Diário da pandemia: mais perguntas do que respostas, menos certezas do que dúvidas

Por Bruno Thys


- Se alguém dissesse que um dia banhistas seriam retirados á força das praias do Rio não por causa de ressaca ou de poluição no mar, eu o aconselharia a buscar ajuda psiquiátrica.


- Qual o significado de extrapolar para Bolsonaro?


- O mundo pós-covid 19 será diferente, estamos de acordo. A prevalecer a tese do aumento da força viral, a chamada mutação permanente e a estabilização da capacidade imunizadora do corpo humano, a civilização estaria então perto do fim?


- Quem está por trás do fortíssimo lobbye da cloroquina? A ciência ou a indústria?


- Babado em Brasília dá conta de que chegou aos ouvidos de Bolsonaro a referência de Mandetta ao “Mito das Cavernas” de Platão. Pra se vingar, bolsonaro mandou “demitir esse tal de Platão”.


- A ágora, a grande praça (não a corretora) do presente chama-se Zoom. É o baixo Leblon desse início de 2020, o point do mundo, plataformas digitais como essa, onde as pessoas passaram a  se reúnir


- Não tarda o dia em que alguém vai dizer que esta pandemia foi prevista por Nostradamus como mais uma praga ou algo assim.

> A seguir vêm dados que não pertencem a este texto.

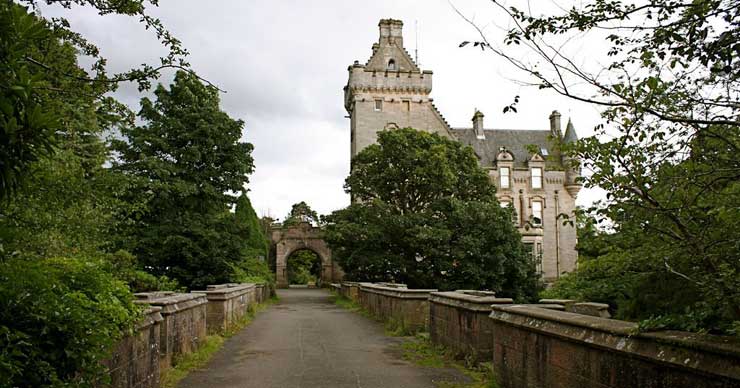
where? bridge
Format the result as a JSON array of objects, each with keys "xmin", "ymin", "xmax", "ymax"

- Uma calamidade dessas põe á prova as lideranças políticas no mundo. Poucos se salvam. O mundo tá na mão de gente despreparada seja para tempos de paz, muito menos os de guerra


- Aliás, queria viver no Brasil dessas coletivas vespertinas do Planalto. Todos os representantes de setores do governo federal ali reunidos asseguram que tudo caminha muito bem e trocam elogios do início ao fim.


- Traficantes, milicianos e ladrões em geral estão em quarentena, isolamento social ou firmaram algum tipo de trégua numa rara demonstração de elevado espírito cívico. Não se ouve mais falar em tiroteios, balas perdidas, roubo a caminhões de carga, etc, etc, etc.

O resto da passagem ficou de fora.